If there are two vectors, say v1 with big capacity and v2 with small
capacity, and v2 is copied to v1 (v1 = v2), the big capacity in v1 is
kept after the assignment; this makes sense,
It doesn't to me.
After an assignment I expect the assigned-to vector to have the same value and state as the vector is assigned from. Why should I incur and have to drag around excess capacity.
From a quick scan of the standard I am not sure that the standard guarantees that capacity is kept constant across assignment from a smaller vector. (It would be kept across an invocation of vector::assign(...)
, so that may be the intent.)
If I care about memory efficiency, I have to call vector::shrink_to_fit()
after assignment in many cases, if the assignment doesn't do this for me.
Copy and swap has shrink-to-fit semantics. Actually it was the usual C++98 idiom for shrink-to-fit of standard containers.
since next v1.push_back() calls don't have to force new reallocations
(in other words: freeing already available memory, then reallocating
it to grow the vector doesn't make much sense).
True, but that depends on your usage patterns. If you assign vectors and then continue to add to them, keeping any pre-existing capacity makes sense. If you assign a vector after you have built its contents, you may not want to keep excess capacity allocated.

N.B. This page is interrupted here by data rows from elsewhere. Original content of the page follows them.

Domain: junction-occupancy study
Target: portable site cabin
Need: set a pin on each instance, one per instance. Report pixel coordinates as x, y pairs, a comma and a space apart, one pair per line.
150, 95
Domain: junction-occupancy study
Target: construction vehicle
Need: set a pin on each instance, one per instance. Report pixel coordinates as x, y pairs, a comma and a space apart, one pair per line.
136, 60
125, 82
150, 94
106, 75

But, if the same assignment is done with the class having the vector
as data member, the behavior is different, and after the assignment
the bigger capacity is not kept.
True, if you do copy and swap in that class. Doing that will also copy and swap contained vectors, and as mentioned above that is a way to achieve shrink to fit.

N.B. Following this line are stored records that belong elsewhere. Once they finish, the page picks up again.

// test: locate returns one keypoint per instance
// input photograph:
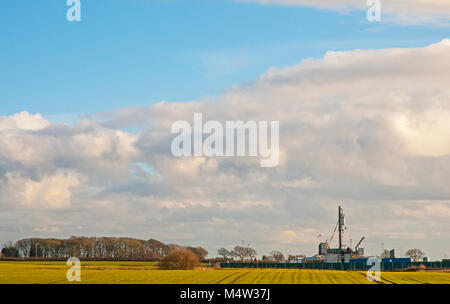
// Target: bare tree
(225, 253)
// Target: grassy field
(147, 273)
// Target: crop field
(147, 273)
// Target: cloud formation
(411, 11)
(369, 128)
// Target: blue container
(396, 260)
(358, 260)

If the copy-and-swap idiom is not used, and copy operator= and move
operator= are implemented separately, then the behavior is as expected
(as for ordinary non-member vectors).
As discussed above: it is debatable whether that behavior is as expected.
But if it fits your usage patterns, i.e. if you want to continue to grow a vector after it was assigned from another that may have been smaller than the prior value, then you can indeed gain some efficiency by using something that does not drop existing excess capacity (for example vector::assign
).
Why is that? Should we not follow copy-and-swap idiom and instead
implement operator=(const X& other) (copy op=) and operator=(X&&
other) (move op=) separately for optimum performance?
As discussed, if it fits your usage pattern and if performance of that assign and append sequence is critical, then you could indeed consider not using swap and copy for assignment. The main purpose of swap and copy is minimal implementation (avoidance of duplicated code) and strong exception safety.
If you opt for a different implementation for maximum performance, you'll have to take care of exception safety yourself and you'll pay a price in code complexity.